The virtual sprayer simulator portion of the program is a one-on-one session with the student and instructor, lasting between eight and 14 hours. After the pilot program, COC invested in a second virtual sprayer to offer more scheduling options.
Armando Marquez, Jr. graduated in the first cohort and works full-time at Northrop Grumman, earning a competitive wage. He said the Low Observable program gave him the tools to change his life.
“I am happy to be somewhere with lots of room to grow and in a place that has given me the ability to lay the foundation for a better tomorrow,” Marquez, Jr. said. “Since getting the job, I have bought a car, started fixing my finances, and for the first time, started investing in my retirement.”
Starting salaries for Low Observable Specialists range from $24 to $27 an hour, and Northrop Grumman provides additional on-the-job training and offers a tuition reimbursement program.
“The program is a great entry-level opportunity for someone who wants to learn and see how far they can branch out as an expert Low Observable Mechanic to survivability engineer,” said Edwin Alvarez, Workforce Development/Staffing Manager, Northrop Grumman.
Collaboration is the Key to Success
Once the program was a go, COC brought on America’s Job Center of California (AJCC), a strategic partner of its Division of Workforce & Economic Advancement, that offers various workforce services for employers and job seekers. AJCC promotes the Low Observable Technician program to its job-seeking clients and community contacts, screens candidates, schedules assessment tests, and provides access to Workforce Innovation and Opportunity Act (WIOA) funding so there is no cost for the program for those who qualify.

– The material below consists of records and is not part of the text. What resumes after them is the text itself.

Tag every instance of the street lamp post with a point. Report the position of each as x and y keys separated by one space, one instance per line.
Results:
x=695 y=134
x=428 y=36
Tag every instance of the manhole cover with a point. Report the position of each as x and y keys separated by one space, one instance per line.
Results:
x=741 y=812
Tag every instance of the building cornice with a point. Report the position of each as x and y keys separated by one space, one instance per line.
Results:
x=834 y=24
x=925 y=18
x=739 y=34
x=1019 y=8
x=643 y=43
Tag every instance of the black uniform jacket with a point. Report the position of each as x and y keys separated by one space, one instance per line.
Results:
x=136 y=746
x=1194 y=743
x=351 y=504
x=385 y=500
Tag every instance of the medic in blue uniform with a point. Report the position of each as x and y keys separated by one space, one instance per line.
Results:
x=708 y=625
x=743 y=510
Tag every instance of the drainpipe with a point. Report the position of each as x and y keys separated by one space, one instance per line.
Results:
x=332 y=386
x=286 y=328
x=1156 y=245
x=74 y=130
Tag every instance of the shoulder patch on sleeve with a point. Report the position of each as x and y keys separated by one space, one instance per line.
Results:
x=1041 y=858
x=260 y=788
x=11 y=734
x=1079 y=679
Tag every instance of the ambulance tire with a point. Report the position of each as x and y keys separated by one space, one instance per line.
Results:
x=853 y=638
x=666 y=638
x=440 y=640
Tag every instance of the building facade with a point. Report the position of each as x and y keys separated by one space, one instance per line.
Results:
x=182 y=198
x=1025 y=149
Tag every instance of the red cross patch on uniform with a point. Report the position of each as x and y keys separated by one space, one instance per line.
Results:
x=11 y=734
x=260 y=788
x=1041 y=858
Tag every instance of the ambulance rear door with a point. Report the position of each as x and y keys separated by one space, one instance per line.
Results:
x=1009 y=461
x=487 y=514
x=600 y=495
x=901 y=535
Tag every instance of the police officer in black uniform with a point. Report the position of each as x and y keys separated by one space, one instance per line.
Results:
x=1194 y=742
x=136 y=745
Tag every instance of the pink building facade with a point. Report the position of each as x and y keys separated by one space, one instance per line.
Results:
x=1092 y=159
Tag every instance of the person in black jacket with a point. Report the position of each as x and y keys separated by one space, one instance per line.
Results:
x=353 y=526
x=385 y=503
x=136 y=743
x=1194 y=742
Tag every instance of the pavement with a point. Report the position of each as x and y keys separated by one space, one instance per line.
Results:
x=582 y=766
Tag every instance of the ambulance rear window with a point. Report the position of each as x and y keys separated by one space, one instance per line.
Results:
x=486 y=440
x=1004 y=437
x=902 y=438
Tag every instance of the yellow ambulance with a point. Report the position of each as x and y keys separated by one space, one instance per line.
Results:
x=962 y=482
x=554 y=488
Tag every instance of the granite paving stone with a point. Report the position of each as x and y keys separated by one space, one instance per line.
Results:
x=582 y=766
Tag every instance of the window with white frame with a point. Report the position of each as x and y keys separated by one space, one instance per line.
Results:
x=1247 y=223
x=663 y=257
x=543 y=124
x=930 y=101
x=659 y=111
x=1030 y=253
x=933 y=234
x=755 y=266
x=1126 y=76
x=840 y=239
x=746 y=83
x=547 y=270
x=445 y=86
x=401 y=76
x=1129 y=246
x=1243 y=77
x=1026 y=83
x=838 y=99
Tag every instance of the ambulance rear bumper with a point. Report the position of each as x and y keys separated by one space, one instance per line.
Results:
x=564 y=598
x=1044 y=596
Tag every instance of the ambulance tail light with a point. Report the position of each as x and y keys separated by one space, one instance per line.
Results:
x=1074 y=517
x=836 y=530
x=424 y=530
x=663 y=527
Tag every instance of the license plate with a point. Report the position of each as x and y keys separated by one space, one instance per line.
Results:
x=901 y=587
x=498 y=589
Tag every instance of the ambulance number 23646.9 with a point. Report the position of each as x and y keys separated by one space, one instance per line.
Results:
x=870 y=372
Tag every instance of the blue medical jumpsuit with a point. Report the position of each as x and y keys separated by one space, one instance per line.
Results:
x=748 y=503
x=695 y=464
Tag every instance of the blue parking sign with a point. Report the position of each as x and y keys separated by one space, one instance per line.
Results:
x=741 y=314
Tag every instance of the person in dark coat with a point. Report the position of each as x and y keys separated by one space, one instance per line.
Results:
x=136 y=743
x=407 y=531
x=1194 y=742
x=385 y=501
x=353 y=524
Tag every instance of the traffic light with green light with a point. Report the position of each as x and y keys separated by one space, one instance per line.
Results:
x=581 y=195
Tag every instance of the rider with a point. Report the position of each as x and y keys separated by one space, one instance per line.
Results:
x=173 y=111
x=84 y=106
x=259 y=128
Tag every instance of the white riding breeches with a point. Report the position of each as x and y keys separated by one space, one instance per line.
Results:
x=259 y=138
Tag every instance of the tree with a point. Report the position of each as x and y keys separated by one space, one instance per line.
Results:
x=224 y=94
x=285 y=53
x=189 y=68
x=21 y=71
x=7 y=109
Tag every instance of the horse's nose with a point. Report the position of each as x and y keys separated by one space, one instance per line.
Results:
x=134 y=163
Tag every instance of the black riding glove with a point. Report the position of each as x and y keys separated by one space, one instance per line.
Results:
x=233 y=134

The Northrop Grumman team developed the criteria to be eligible for the program and agreed that the AJCC testing and process were a good fit. Students must meet the following minimum requirements to participate:
- High school diploma or GED
- Must pass CASAS tests for Math and English
- Background check
- Must be able to pass a drug screening
- Must be able to use a virtual system for training
- Must be a U.S. citizen (not a dual citizen)
To seek employment, participants must meet the following requirements:
- Must pass respirator physical
- Must meet medical requirements to travel overseas
- Must be able to lift 60 lbs.
- Must be eligible to obtain and maintain security clearances (DoD Secret Level)
- Willingness to deploy overseas for extended periods (up to 90 days or more)
“This is a successful workforce training program because all three partners have the same goal in mind: to help people get good paying jobs with career advancement opportunities so they can achieve their professional goals,” Wallace said.
College of the Canyons is the only community college in California to offer a low observable (stealth) coatings application program. Initial startup costs of the program are approximately $40,000 to $60,000 per cohort. Ultimately, Northrop Grumman would like to take this model nationwide.